Earthquake News and Tech
I woke up with a jolt this morning, not produced by the earthquake but by this realization that I had too much sleep. It was about 3 a.m. Pacific time, and I turned on the news. Word was just reaching U.S. news outlets that there was an incredibly devastating earthquake off the coast of Japan. It's news that I've been following ever since I woke up, first with CNN, then with my local news channels here in San Diego.
When I had to start work this morning, I gravitated to the news feeds online, and that's where I could get more news than I could handle. Besides the news sites, there's news from several sources coming from Facebook and Twitter. News travels fast, as does rumor and conjecture, especially with social media in the mix.

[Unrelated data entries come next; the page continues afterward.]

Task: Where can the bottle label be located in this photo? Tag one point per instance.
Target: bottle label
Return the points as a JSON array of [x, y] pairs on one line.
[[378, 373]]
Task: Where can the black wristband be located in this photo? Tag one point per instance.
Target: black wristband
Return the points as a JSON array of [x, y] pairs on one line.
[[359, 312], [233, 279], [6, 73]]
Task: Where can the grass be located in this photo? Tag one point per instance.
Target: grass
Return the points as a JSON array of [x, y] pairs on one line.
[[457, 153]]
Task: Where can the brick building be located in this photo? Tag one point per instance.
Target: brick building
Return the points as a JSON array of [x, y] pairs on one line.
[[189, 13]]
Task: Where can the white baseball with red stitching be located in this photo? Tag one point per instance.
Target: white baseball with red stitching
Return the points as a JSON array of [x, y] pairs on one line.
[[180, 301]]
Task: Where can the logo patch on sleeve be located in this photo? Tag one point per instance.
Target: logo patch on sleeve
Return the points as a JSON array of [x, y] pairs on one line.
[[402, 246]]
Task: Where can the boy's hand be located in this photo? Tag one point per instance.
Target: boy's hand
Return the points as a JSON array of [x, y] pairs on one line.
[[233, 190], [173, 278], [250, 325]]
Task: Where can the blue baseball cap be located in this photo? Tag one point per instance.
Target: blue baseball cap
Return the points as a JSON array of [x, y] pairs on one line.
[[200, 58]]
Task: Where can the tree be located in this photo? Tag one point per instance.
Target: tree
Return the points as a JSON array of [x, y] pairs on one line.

I found the live feed from Katz Ueno at http://YokosoNews.com/live/ particularly newsworthy. (A tip of the cap to @JoseBucud, btw.) Katz had been on for about 10 hours straight since the big quake hit. He continued to check the various Japan-based news feeds, local and national, and simultaneously read tweets, many of them inquiries asking him to check the veracity of reports streaming in from around the world's news sources.
Tweets from French viewers would ask, for example, how true were local French news reporting of missing trains. Katz would check many of the local feeds, with updates. (The news, as he knew it at the time, was that there were no trains missing. Pretty much, all trains and subways across the country stopped for hours.) Another, from Australia, asked about the aquarium in Sendai, which is the nearest city to the epicenter, while others were mainly asking about family members.
Katz did continually remind viewers that he was checking local reports, and that those reports, even though they originated near the source, were also prone to mistakes. Katz heard some urgency in the NHK news of a major 6+ jolt in Nagano, which is located about three hours southeast of Sendai. Minutes later, I noticed feeds from Business Insider and some other lesser known folks I'm following on Twitter, tweeting about that incident. That jolt turned out to be true -- he confirmed it with a ground report coming from TBS, but damage assessments on the ground were still scarce.
Social media in most aspects of life seem to be distractions to most folks, but these apps do prove themselves in times like these.